The Bloomberg School has also been named by its peers as leading the fields of:
- #1 Biostatistics
- #1 Epidemiology
- #1 Health Policy and Management
- #2 Social and Behavioral Sciences
- #3 Environmental Health Sciences
Additionally, the Master of Health Administration program was rated #5 and has been consistently ranked in the top 10 since 2015. The MHA program has been a CAHME-accredited program since 1992.

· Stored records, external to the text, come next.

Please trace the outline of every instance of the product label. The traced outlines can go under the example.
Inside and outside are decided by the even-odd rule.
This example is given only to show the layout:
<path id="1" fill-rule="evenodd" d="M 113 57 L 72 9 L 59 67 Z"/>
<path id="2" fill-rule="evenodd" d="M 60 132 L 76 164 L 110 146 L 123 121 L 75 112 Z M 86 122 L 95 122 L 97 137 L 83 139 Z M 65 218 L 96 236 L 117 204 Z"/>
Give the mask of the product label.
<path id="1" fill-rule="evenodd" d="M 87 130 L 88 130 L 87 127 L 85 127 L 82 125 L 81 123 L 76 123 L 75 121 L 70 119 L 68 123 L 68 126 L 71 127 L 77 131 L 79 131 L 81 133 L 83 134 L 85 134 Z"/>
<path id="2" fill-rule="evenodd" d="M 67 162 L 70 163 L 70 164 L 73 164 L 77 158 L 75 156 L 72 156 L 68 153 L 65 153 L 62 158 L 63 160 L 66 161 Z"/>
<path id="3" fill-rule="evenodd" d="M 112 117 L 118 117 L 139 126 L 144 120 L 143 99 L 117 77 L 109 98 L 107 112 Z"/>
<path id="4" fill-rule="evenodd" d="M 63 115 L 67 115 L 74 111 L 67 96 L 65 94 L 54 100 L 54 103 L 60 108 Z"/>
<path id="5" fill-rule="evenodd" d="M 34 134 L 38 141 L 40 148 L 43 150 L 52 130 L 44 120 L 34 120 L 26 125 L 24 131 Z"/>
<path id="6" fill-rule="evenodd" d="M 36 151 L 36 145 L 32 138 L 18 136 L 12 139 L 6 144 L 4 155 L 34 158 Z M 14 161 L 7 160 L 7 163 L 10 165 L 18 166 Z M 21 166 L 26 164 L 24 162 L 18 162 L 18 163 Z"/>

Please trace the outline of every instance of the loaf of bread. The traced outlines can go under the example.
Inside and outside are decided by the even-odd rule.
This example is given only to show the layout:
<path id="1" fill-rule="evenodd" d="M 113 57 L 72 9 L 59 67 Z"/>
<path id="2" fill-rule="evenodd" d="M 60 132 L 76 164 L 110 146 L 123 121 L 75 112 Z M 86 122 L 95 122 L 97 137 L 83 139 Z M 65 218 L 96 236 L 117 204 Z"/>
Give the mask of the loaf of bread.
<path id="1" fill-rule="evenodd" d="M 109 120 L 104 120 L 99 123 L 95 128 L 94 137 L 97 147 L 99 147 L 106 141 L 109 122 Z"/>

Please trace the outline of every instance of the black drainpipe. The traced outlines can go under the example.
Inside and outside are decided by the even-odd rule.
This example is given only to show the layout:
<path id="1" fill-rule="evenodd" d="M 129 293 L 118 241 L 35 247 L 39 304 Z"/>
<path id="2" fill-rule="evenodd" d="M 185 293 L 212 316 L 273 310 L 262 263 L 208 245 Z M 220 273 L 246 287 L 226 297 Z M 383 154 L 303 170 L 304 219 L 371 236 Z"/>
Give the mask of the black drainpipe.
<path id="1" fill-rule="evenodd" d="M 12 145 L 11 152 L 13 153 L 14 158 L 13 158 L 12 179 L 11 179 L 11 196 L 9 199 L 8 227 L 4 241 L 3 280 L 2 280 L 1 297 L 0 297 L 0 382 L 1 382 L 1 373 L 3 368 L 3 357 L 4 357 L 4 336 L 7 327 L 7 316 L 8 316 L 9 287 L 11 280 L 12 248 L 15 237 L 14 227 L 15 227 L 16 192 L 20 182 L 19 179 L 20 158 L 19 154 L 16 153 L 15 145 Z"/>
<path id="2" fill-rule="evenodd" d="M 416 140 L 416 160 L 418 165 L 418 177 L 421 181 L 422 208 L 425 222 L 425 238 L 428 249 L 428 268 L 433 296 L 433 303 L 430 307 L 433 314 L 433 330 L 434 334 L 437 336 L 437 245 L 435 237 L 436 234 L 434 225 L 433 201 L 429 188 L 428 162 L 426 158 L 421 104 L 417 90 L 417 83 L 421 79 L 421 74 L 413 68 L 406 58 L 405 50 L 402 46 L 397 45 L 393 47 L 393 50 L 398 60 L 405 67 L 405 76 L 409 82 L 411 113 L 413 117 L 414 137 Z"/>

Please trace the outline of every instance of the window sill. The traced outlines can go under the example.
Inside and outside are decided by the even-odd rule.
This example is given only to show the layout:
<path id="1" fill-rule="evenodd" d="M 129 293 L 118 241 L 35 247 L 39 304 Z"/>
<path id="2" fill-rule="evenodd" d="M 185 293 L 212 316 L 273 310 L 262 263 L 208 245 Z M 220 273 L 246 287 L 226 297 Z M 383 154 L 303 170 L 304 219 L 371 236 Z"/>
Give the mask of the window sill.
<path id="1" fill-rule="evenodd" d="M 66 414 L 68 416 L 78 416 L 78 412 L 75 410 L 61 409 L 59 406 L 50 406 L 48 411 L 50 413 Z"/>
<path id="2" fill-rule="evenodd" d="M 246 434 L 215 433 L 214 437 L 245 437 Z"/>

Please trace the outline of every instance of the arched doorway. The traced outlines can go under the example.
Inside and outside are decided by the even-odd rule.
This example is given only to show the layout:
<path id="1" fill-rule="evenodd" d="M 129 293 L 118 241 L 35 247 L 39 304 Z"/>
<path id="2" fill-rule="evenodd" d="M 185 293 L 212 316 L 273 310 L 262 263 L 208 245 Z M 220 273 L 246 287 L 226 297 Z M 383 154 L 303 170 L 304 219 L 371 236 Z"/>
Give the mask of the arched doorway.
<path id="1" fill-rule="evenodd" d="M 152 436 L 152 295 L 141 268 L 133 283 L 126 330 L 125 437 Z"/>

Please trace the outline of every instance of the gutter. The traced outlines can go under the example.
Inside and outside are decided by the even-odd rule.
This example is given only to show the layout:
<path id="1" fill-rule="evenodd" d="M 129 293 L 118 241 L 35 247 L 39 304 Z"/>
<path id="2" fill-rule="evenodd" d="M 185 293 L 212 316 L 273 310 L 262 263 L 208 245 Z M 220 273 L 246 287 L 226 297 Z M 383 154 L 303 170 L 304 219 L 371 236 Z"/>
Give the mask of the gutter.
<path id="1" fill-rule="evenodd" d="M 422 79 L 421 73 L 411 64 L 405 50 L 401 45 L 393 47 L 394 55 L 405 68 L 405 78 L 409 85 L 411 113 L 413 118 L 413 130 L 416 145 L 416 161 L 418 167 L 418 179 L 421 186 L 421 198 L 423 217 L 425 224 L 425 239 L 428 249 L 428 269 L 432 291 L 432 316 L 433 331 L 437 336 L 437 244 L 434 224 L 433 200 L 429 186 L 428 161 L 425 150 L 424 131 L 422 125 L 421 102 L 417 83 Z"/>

Established at Johns Hopkins University more than a century ago, the Bloomberg School is the nation’s oldest and largest school of public health. It currently instructs 2,900 students and employs nearly 900 primary faculty members and more than 1,400 staff. With more than 29,000 alumni in 120 countries, the School has a unique impact and reach.
Here are some highlights from the past year:
- The Bloomberg American Health Initiative grew to 447 Bloomberg Fellows and 358 collaborating organizations who are addressing the most pressing health challenges in the U.S.

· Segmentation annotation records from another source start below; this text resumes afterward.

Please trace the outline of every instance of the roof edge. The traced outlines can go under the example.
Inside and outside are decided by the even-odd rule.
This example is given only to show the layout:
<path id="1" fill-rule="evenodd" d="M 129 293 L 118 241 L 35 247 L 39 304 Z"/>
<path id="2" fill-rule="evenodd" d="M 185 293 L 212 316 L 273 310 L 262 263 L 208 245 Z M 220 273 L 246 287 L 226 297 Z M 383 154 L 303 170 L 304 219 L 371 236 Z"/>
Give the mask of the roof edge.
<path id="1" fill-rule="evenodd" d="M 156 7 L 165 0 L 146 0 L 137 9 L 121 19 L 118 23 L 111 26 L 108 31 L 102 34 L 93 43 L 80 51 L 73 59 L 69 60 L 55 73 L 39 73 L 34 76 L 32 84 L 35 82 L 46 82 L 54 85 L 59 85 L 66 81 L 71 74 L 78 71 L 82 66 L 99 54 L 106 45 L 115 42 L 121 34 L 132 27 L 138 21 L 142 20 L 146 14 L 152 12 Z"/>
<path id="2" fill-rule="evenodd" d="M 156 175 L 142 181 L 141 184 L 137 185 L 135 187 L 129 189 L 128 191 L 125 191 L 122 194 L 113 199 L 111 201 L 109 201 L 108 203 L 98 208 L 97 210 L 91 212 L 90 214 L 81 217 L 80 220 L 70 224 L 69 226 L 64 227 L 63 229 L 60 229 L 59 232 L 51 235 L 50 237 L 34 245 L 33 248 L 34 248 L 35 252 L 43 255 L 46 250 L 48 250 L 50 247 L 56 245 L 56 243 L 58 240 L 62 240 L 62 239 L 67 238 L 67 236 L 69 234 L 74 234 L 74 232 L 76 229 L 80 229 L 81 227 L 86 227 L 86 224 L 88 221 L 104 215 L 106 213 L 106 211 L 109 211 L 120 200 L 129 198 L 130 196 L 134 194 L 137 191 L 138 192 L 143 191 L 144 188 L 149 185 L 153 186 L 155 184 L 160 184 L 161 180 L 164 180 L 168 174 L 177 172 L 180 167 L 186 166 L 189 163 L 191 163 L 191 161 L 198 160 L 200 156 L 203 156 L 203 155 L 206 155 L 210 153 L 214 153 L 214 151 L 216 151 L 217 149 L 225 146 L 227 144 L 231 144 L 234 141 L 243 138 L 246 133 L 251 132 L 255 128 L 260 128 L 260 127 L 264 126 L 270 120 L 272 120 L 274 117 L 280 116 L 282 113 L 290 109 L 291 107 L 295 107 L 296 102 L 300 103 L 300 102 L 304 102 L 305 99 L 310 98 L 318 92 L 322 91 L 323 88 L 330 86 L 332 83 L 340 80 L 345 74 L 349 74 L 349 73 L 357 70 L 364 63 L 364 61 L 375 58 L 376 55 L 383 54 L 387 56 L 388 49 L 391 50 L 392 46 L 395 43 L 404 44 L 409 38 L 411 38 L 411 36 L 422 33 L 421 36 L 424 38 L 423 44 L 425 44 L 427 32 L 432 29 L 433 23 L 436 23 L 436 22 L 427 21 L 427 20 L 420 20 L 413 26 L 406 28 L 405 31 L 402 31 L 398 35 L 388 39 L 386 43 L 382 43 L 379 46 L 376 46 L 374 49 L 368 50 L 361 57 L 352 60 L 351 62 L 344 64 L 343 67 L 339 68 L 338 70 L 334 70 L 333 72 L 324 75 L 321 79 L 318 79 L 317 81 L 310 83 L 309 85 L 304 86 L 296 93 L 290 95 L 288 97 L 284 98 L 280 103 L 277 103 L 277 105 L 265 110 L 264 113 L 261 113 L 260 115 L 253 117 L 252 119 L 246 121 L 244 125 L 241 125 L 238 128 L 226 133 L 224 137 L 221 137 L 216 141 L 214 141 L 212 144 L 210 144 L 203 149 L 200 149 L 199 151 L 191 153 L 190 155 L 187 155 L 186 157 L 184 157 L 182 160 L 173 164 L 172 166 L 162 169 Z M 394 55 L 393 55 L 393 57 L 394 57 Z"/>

- The School created a new Dean’s Fellowship in Public Health Leadership that offers financial support, applied work experience, peer learning, and formal leadership training to standout students.
- The School launched new concentrations in Indigenous Health for the MPH and DrPH programs. MPH students can enroll in this concentration later this year, and DrPH applicants will be able to apply to the concentration starting in August.
- The Bloomberg School’s Center for Teaching and Learning (CTL), under the new director Brian Klaas, will advance efforts to reach new learners through continuing and executive education, enhance the use of AI and technology in the classroom, and ensure equitable support for all learners.
- The School continues to respond to the evolving needs of its student body and the public health workforce by providing new offerings, from a peer coaching program to courses on the effective, ethical use of AI.
- The School remains on the cutting edge of research across a breadth of public health topics, sharing important new findings in the past year on everything from cannabis use disorder to Affordable Care Act subsidies to air pollutants in Baltimore.
- The Johns Hopkins Malaria Research Institute is celebrating 25 years of discovery and field research this year.
- The School’s International Vaccine Access Center continues to provide open-access data on vaccine introduction and use around the world and has developed online state-by-state resources on the extent to which children are protected against vaccine-preventable diseases across the United States.
- The School’s Center for Health Security launched Strengthening Health Systems Through Innovation, Engagement, and Leadership in Disasters (SHIELD) Initiative to offer actionable plans, policies, and tools that strengthen public health preparedness and response.
- The School launched a rural health initiative to explore the best approaches to serve populations in the rural United States and an Innovation Translation Council to help investigators sustain and scale long-term solutions based on their research, accelerating our ability to turn evidence into action.
- The School devoted its spring magazine issue to original reporting on early funding cuts to global health and USAID and their implications.